Interview with Bruce Schneier, Counterpane Internet Security

R. A. Hettinga rah at shipwright.com
Thu Aug 12 10:35:09 EDT 2004


<http://news.netcraft.com/archives/2004/08/16/interview_with_bruce_schneier_counterpane_internet_security.html>

Netcraft


Interview with Bruce Schneier, Counterpane Internet Security
Interviews
Bruce Schneier, founder and CTO of Counterpane Internet Security, is one of
the world's foremost security experts and author of the influential books
Applied Cryptography, Secrets & Lies and  Beyond Fear. His free monthly
newsletter, Crypto-Gram, has over 100,000 readers. Interviewed by Glyn
Moody, he discusses the lack of accountability of software companies,
security through diversity, and why he would rather re-write Windows than
TCP/IP.

 Q.  You've said that Applied Cryptography described a "mathematical
utopia" of algorithms and protocols: what was the attraction of that utopia
for you?

A. Cryptographic security comes from mathematics, not from people and not
from machines. Mathematical security is available to everyone, both the
weak and the powerful alike, and gives ordinary people a very powerful tool
to protect their privacy. That's the cryptographic ideal of security.

Q.  To what extent is the Internet and its global linking of computers
together to blame for the destruction of that utopia?

A. They're entirely to blame, although "blame" is not really the right
word. Cryptography worked well in the era of radios and telegraphs, where
the threat was eavesdropping and mathematical cryptography could protect
absolutely. But in the world of computers and networks, the threats are
more complex and involve software and system vulnerabilities.

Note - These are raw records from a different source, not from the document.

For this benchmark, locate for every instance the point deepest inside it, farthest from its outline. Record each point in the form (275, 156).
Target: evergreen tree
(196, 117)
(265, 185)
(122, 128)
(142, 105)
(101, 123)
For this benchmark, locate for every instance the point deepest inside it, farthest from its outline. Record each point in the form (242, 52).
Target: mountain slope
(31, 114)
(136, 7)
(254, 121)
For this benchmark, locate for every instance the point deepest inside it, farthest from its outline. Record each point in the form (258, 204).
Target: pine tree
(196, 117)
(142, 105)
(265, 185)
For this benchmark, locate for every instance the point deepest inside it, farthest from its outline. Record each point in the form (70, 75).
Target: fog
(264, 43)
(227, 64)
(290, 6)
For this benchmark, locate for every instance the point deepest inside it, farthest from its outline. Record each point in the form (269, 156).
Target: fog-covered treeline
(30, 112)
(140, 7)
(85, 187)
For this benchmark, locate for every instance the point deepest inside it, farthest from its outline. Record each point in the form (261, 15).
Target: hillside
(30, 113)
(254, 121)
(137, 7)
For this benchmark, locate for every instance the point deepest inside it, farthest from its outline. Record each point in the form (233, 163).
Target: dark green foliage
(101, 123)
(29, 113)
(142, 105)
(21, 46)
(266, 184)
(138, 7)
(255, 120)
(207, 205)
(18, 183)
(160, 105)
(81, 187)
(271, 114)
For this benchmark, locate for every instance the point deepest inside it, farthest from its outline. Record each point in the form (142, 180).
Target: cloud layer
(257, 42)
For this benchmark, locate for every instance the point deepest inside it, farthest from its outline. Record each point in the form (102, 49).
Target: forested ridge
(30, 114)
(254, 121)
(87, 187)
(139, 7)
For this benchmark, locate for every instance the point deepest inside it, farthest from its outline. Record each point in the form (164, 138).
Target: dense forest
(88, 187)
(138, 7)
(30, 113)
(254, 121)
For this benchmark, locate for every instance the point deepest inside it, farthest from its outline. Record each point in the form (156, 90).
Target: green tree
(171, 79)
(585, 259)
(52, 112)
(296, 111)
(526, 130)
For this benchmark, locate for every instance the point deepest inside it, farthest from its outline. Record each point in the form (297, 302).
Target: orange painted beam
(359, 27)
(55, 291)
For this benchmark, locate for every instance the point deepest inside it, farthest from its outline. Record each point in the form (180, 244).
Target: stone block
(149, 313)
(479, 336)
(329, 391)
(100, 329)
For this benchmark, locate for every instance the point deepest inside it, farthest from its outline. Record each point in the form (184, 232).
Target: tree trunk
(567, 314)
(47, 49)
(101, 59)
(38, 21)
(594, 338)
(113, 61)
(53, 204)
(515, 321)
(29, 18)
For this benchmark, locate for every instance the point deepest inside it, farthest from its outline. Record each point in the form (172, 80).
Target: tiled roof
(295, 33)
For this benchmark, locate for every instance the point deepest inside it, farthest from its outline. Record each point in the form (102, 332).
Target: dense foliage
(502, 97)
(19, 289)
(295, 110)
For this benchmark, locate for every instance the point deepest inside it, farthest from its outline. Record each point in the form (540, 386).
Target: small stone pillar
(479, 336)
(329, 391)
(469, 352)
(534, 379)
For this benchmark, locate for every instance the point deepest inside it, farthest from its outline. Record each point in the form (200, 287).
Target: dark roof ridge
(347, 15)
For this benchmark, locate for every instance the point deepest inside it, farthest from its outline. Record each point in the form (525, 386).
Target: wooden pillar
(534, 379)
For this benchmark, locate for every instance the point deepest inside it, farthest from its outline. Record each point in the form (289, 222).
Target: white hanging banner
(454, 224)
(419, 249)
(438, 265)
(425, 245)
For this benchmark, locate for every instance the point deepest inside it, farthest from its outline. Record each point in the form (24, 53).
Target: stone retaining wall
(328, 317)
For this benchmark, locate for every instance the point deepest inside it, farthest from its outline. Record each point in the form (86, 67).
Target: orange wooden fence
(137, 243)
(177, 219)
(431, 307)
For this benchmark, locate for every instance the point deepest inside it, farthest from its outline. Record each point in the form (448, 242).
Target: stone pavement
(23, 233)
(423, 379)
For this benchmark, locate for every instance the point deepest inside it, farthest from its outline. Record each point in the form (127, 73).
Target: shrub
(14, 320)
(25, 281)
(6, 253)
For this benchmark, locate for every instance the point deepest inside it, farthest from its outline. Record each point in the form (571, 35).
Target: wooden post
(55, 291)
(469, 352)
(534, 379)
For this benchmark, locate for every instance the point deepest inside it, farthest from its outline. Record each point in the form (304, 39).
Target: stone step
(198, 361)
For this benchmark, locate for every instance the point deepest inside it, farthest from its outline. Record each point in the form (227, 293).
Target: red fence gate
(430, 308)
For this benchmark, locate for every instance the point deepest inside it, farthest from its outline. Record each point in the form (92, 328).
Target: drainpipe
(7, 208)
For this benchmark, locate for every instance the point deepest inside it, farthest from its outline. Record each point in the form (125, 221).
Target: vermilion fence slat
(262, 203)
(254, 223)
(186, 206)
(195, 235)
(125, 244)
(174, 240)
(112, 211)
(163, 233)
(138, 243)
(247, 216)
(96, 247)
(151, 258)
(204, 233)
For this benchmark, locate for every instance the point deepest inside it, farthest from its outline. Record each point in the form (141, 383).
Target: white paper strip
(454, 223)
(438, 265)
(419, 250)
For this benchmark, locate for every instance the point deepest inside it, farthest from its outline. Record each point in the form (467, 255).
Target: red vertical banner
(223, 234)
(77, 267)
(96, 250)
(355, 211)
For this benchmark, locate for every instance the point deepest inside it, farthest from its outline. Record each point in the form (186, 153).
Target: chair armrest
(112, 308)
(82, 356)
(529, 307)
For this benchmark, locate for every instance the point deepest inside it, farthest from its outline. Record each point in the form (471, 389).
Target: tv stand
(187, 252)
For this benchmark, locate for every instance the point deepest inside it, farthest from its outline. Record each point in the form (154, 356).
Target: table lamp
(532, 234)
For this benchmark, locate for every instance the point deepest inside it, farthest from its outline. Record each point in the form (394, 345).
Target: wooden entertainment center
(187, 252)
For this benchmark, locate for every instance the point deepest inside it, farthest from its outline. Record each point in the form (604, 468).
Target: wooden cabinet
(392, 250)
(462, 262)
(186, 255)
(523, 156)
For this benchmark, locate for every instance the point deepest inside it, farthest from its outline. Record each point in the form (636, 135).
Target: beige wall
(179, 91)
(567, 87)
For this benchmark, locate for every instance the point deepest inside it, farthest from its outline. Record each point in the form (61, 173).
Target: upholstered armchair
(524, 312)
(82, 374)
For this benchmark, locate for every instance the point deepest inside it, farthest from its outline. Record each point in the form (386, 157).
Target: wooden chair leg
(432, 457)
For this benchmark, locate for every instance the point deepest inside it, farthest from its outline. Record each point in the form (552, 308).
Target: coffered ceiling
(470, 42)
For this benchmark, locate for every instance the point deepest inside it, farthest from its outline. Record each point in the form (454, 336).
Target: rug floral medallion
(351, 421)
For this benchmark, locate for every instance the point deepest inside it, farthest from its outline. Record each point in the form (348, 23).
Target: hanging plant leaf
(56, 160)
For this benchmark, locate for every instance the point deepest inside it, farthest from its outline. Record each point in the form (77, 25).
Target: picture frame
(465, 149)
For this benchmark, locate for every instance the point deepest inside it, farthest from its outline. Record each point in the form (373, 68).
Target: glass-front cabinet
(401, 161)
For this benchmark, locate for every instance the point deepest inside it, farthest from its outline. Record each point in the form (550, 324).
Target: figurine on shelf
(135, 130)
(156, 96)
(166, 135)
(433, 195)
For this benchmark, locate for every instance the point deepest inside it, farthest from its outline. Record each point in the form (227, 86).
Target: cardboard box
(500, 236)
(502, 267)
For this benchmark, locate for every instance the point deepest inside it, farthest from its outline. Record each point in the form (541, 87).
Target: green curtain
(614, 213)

Cryptography
is much less able to provide security in this new world; that's the
cryptographic reality of security.

Q.  In Secrets & Lies you wrote that you had an epiphany about security in
April 1999: can you say what it was?

A. As a cryptographic consultant, I did a lot of work analyzing operating
systems. Invariably I would break them, but almost never would I break the
mathematical cryptography. I eventually realized that cryptography is the
strongest part of a very weak system, and that the system aspects around
the cryptography - the software, the operating system, the network, the
user interface, etc. - are much more important.

Q.  One of the ideas in your book Secrets & Lies is that at the root of the
computer security problems we face today is the lack of accountability by
software manufacturers for their faulty products: why do you think that
they have managed to evade the responsibility - unlike everyone else -
despite the scale of the damage and the associated profits?


A. Computers are one of the few aspects of our modern society that we don't
expect to work. If cars operated like computers, no one would buy them and
there would be product liability lawsuits aplenty. But we're not seeing
that with computers. This will eventually change. It has to; computers will
eventually become as simple and reliable as telephones. And computers will
have to deal with product liabilities, just as any mass-market product. But
I've given up predicting when.

Q.  As you note, the arrival of email-borne malware has escalated security
challenges hugely. Part of the problem is the spam deluge that assails
nearly everybody's inbox: what is your preferred solution for dealing with
spam?

A. I use a service called Postini, and I love it. It cleans spam out of my
mailbox before it hits my network, so I don't have to worry about it at
all. Sure, there are some false positives, but after a few weeks of
configuring my white list, I hardly get any.

Spam filters aren't an ideal solution, though. I publish a free monthly
newsletter: Crypto-Gram. It's subscription-based, and I have over 75,000
subscribers. Again and again my newsletter gets flagged as spam, even
though it isn't. That's the real problem with spam filters: they fail to
differentiate between solicited and unsolicited bulk e-mail.

Q.  Another aspect of the problem is people's apparently irresistible
desire to open attachments: what can be done to discourage them from giving
in to this urge, and to minimise the damage when they do?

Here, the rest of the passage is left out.